Dalam 24 jam setelah kegagalan debat, Harris memilih kesetiaan yang kuat kepada Biden.
Wakil presiden berbicara di CNN, MSNBC dan pada rapat umum kampanye. Dia membela rekor mitra politiknya dan menyerang lawannya, mantan Presiden Donald Trump.
“Kami percaya pada presiden kami, Joe Biden, dan kami percaya pada apa yang dia perjuangkan,” katanya pada rapat umum tersebut.
Harris tidak pernah goyah ketika dukungan baru dari Partai Demokrat mendorongnya menjadi sorotan dan para kritikus mendesak Biden untuk pensiun.
Namun, ini adalah kesempatan kedua dalam kampanye presiden bagi perempuan pertama serta orang kulit hitam dan keturunan Asia-Amerika pertama yang menjabat sebagai wakil presiden.
Meskipun berjuang untuk menarik pemilih pada tahun 2020 dan memiliki peringkat persetujuan yang rendah selama masa jabatannya sebagai wakil presiden, para pendukung Harris menunjuk pada pembelaannya terhadap hak-hak reproduksi, daya tarik di kalangan pemilih kulit hitam, dan latar belakangnya sebagai jaksa yang akan mencalonkan diri melawan pemilu yang sekarang- terpidana penjahat untuk mengajukan kasus agar dia menjabat sebagai panglima tertinggi.
“Saya yakin dia berperan penting dalam mengatasi isu-isu penting seperti hak memilih dan reformasi imigrasi,” kata Nadia Brown, direktur Program Studi Wanita dan Gender Universitas Georgetown.

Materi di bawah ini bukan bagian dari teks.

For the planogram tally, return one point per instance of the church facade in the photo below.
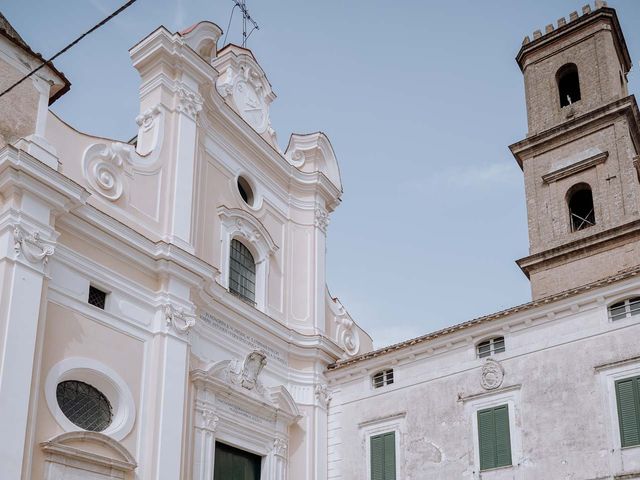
(165, 312)
(549, 389)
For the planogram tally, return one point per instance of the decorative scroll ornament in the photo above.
(189, 102)
(209, 420)
(323, 394)
(177, 318)
(247, 375)
(104, 168)
(280, 447)
(105, 165)
(492, 375)
(321, 219)
(31, 246)
(346, 332)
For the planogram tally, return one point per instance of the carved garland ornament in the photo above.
(177, 318)
(31, 246)
(492, 375)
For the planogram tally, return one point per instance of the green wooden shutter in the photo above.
(383, 456)
(486, 439)
(503, 438)
(628, 399)
(377, 457)
(494, 439)
(390, 456)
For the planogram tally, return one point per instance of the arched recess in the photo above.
(240, 225)
(568, 81)
(232, 406)
(75, 454)
(581, 207)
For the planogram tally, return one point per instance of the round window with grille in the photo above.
(84, 405)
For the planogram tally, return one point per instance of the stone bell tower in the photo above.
(580, 157)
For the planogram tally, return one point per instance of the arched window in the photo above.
(490, 347)
(625, 308)
(581, 212)
(242, 272)
(568, 84)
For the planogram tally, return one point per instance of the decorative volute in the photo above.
(245, 87)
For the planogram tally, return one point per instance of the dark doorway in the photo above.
(235, 464)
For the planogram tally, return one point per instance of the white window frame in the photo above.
(100, 376)
(236, 224)
(473, 405)
(385, 382)
(608, 376)
(628, 315)
(395, 423)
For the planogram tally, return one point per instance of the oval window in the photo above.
(84, 405)
(246, 192)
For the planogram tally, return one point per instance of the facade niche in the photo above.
(581, 211)
(568, 84)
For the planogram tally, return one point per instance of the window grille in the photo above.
(581, 211)
(97, 297)
(490, 347)
(624, 309)
(494, 439)
(242, 272)
(382, 378)
(84, 405)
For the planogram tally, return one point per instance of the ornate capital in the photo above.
(323, 394)
(177, 318)
(492, 375)
(189, 102)
(31, 246)
(280, 447)
(321, 219)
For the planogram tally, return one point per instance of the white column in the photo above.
(188, 104)
(204, 442)
(23, 262)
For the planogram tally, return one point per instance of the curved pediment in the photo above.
(313, 153)
(90, 450)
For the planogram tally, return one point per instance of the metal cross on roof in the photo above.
(246, 18)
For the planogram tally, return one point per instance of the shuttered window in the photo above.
(494, 441)
(383, 456)
(628, 399)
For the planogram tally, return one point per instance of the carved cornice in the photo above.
(32, 246)
(177, 318)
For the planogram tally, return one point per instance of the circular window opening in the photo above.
(84, 405)
(246, 192)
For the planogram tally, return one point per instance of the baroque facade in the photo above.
(165, 312)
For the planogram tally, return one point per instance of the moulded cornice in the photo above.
(19, 169)
(558, 134)
(522, 316)
(162, 46)
(159, 257)
(270, 158)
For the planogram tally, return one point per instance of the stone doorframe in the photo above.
(232, 406)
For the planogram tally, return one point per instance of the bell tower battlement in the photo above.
(580, 157)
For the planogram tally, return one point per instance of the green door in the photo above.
(235, 464)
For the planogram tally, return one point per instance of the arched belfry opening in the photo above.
(568, 84)
(581, 211)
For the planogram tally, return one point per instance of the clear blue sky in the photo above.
(420, 100)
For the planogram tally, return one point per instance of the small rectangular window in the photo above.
(494, 440)
(97, 297)
(628, 401)
(382, 378)
(383, 456)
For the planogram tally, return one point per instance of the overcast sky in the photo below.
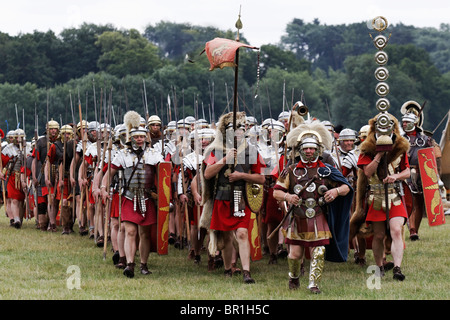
(264, 21)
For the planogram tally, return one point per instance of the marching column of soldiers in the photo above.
(316, 189)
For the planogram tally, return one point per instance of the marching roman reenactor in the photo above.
(381, 173)
(79, 173)
(154, 128)
(101, 162)
(57, 157)
(138, 211)
(346, 143)
(169, 152)
(76, 148)
(66, 196)
(44, 181)
(117, 228)
(350, 169)
(190, 195)
(412, 121)
(320, 199)
(93, 157)
(13, 157)
(271, 149)
(224, 191)
(86, 175)
(182, 148)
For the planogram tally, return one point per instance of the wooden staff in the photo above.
(292, 207)
(108, 202)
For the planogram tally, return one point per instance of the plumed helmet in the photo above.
(153, 120)
(251, 121)
(201, 123)
(226, 121)
(132, 121)
(66, 129)
(364, 131)
(270, 124)
(19, 133)
(347, 134)
(183, 124)
(84, 123)
(105, 126)
(310, 134)
(190, 120)
(93, 126)
(284, 115)
(52, 124)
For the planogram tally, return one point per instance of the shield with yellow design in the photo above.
(431, 194)
(254, 238)
(164, 176)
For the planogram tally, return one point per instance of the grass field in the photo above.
(40, 265)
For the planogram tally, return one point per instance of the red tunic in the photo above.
(222, 218)
(394, 211)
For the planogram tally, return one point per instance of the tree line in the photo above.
(328, 67)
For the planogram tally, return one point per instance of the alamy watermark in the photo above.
(374, 280)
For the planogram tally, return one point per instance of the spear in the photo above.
(74, 146)
(108, 202)
(145, 96)
(235, 102)
(25, 164)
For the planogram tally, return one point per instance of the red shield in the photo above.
(164, 175)
(254, 239)
(431, 194)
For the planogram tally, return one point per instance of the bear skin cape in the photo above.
(338, 218)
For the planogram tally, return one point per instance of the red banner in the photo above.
(164, 174)
(221, 52)
(254, 238)
(431, 194)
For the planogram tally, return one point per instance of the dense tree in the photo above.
(318, 64)
(127, 53)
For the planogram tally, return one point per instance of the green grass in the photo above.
(34, 264)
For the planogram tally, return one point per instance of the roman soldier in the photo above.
(13, 159)
(75, 147)
(154, 127)
(382, 171)
(346, 143)
(86, 174)
(226, 172)
(95, 155)
(271, 148)
(138, 211)
(320, 199)
(58, 155)
(412, 121)
(192, 196)
(44, 177)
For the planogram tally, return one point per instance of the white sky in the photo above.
(264, 21)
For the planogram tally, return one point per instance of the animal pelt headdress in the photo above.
(368, 147)
(208, 186)
(132, 120)
(316, 126)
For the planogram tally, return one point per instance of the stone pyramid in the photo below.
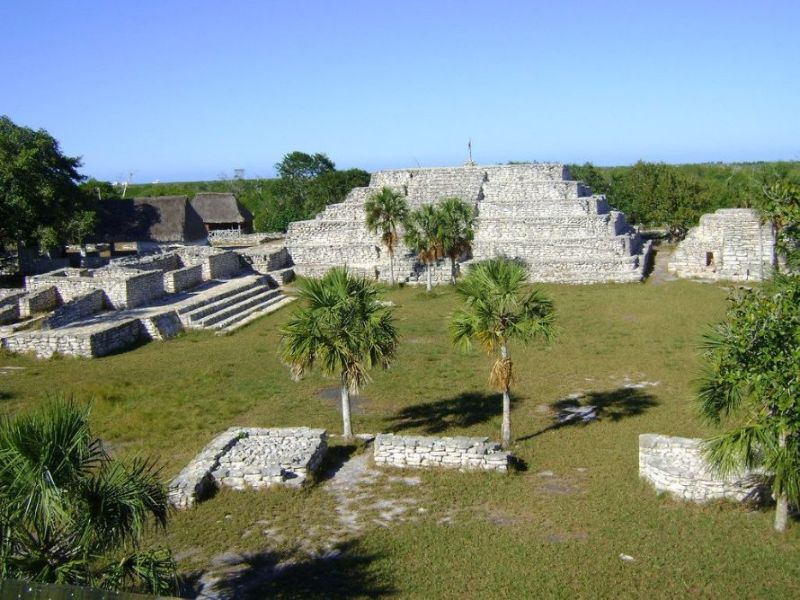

“Dia juga merupakan wakil Biden yang paling kuat dalam isu akses aborsi dan penjangkauan komunitas kulit hitam.”
2. Senator dan Jaksa yang Sukses

Foto/EPA
Lima tahun yang lalu, Harris adalah senator dari California yang berharap memenangkan nominasi presiden dari Partai Demokrat.
Dia memulai karirnya di Kantor Kejaksaan Alameda County dan menjadi jaksa wilayah - jaksa tertinggi - untuk San Francisco pada tahun 2003, sebelum terpilih sebagai wanita pertama dan orang kulit hitam pertama yang menjabat sebagai jaksa agung California, pengacara dan hukum terkemuka. pejabat penegakan hukum di negara bagian terpadat di Amerika.
Dia mendapatkan reputasi sebagai salah satu bintang baru Partai Demokrat, menggunakan momentum ini untuk mendorongnya terpilih sebagai senator junior AS di California pada tahun 2017.
Namun tujuan kepresidenannya tidak berhasil pada tahun 2020.
Kemampuannya dalam debat tidak cukup untuk mengimbangi kebijakan yang diartikulasikan dengan buruk.
Kampanyenya terhenti dalam waktu kurang dari setahun dan Biden-lah yang mengembalikan politisi berusia 59 tahun itu menjadi sorotan nasional dengan mencalonkannya sebagai calon presiden.